Materials and Methods

Patients

One hundred eighty-four female patients with established RA were recruited into the study. All the patients fulfilled the American Rheumatism Association 1987 revised criteria for RA (25). Patients were randomly chosen from the methotrexate (MTX)-treated patient cohorts at two rheumatology units in Sweden, Sahlgrenska University Hospital in Gothenburg and the Northern Älvsborg Country Hospital in Uddevalla during the period from November 2011 until September 2013. Patients under the age of 18, patients with other rheumatologic diseases, and juvenile idiopathic arthritis were excluded. At inclusion, 93% (n = 172) of patients received MTX treatment. Fifty-one patients (28%) had treatment with biologics including infliximab (n = 23), etanercept (n = 12), golimumab (n = 5), adalimumab (n = 3), rituximab (n = 3), tocilizumab (n = 4), abatacept (n = 1). Twenty-five MTX-treated patients (16%) received concomitantly other disease modifying drugs (14 sulfasalazine, 6 hydroxychloroquine, 4 combination of sulfasalazine and hydroxychloroquine, and 1 cyclosporine A). Oral corticosteroids (median dose 5.0 mg/day) were regularly used by 20 patients (11%). All patients completed the questionnaire about their current medication, concomitant diseases and smoking habits. At inclusion, all patients were examined by experienced rheumatologists and the clinical (tenderness and swelling of 28 joints) and laboratory (erythrocyte sedimentation rate, C-reactive protein) disease activity variables were recorded. Disease activity score in 28 joints (DAS28) was calculated (http://www.4s-dawn.com/DAS28/). The clinical information with regard to patients' age, sex, body mass index (BMI), body fat content (26), and disease duration were collected.

Ethical Consideration

The study was approved by the Swedish Ethical Review Authority (Dnr. 659-2011) and performed in accordance with the Declaration of Helsinki. The informed written consent was obtained from all subjects prior to enrolment in the study. The trial is registered at ClinicalTrials.gov with ID NCT03449589.

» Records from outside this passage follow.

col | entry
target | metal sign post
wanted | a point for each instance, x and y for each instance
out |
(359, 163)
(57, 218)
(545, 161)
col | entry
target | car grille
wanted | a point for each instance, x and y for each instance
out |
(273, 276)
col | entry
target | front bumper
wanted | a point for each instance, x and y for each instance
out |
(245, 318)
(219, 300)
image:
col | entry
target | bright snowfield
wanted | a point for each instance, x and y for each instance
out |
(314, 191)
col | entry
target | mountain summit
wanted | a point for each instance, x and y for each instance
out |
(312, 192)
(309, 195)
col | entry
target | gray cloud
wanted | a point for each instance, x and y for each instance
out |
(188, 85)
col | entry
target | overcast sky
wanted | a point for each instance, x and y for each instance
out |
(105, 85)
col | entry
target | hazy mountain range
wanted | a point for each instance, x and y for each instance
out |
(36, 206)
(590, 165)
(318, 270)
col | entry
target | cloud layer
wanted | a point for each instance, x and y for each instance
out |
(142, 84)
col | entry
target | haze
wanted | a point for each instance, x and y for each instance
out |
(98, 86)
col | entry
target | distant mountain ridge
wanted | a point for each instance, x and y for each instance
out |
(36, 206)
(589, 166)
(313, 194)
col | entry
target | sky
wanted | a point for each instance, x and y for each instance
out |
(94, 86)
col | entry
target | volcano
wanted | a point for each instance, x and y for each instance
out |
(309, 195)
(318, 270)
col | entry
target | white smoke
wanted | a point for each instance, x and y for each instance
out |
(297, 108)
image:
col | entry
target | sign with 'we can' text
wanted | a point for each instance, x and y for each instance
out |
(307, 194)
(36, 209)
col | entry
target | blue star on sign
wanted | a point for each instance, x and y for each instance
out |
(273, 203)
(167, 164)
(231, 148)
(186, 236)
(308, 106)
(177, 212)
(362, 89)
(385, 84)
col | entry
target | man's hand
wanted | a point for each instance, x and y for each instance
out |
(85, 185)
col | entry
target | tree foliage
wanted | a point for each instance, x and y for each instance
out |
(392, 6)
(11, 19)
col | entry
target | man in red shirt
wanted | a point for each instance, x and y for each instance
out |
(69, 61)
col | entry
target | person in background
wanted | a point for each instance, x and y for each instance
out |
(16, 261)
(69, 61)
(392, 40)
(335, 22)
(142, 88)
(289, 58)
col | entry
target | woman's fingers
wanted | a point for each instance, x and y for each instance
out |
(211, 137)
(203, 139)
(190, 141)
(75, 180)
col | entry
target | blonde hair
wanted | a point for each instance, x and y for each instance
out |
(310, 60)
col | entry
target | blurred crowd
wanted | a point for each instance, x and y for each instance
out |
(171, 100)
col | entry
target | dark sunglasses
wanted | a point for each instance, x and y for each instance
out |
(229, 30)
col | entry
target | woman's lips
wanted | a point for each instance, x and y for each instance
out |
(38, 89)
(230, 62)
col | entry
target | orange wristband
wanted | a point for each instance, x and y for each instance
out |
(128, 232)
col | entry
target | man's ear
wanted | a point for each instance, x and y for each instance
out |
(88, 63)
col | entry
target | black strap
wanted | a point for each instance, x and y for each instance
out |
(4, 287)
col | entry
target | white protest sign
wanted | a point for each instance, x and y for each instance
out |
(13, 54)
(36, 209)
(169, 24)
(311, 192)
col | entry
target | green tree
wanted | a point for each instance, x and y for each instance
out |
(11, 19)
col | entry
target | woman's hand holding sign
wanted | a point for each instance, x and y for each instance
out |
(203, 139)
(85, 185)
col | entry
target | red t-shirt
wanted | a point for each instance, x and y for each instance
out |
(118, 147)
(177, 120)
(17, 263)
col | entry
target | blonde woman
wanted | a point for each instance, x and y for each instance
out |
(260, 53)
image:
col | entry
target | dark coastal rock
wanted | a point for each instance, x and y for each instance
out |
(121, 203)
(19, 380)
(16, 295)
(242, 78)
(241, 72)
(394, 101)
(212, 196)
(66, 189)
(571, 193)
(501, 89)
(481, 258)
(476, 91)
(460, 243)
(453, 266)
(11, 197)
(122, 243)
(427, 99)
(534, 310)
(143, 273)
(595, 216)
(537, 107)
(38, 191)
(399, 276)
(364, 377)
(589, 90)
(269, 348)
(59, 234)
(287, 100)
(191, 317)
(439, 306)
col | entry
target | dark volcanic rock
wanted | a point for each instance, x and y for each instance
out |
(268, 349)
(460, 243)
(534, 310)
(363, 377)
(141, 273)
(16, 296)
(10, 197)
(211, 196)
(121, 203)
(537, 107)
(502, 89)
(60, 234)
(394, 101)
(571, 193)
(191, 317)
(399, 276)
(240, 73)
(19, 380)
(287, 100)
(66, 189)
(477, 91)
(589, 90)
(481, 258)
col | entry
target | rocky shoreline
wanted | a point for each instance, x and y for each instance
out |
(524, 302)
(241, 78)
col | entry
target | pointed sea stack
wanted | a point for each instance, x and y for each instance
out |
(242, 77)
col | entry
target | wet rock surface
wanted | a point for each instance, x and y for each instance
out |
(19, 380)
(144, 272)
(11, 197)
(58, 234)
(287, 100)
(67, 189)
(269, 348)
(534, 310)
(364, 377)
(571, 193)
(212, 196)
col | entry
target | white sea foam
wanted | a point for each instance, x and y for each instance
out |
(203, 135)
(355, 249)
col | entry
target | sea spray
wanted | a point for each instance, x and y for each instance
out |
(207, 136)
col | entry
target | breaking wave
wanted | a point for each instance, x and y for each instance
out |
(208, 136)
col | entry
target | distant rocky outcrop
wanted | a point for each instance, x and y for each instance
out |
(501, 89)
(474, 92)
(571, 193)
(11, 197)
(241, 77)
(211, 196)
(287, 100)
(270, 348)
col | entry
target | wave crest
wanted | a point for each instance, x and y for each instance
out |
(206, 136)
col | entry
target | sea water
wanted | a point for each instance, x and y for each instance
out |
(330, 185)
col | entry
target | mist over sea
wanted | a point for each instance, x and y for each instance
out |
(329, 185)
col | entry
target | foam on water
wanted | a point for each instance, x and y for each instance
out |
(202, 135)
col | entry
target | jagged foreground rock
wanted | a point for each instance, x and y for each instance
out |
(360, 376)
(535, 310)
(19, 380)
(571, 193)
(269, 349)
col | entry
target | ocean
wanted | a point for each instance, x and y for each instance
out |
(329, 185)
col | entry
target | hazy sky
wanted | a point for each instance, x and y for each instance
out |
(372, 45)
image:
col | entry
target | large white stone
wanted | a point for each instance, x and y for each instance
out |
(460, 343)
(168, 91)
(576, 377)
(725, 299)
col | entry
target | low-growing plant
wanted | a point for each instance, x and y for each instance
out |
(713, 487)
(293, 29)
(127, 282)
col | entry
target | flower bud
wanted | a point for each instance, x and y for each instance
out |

Calculation of Estimated Cardiovascular Risk

A 10-year risk for development of CVD was estimated (eCVR) using a digital version of the Framingham algorithm (27) and included sex, age, systolic blood pressure, treatment for hypertension, current smoking, diabetes, HDL, and total cholesterol.

CVD Follow-Up at 5 Years

Five years after enrollment, the patients were contacted for a structured telephone interview and a questionnaire was sent to their home address. The questions were asked for any CV event, and about current medication with antihypertensive drugs, anticoagulants, anti-diabetic drugs, and use of statins. The reported CV events and changes in medications were then controlled in patients' medical records and the Swedish National Health Registry. We were able to reach all patients except 3 patients—two of them were diseased and one patient had moved out of Sweden.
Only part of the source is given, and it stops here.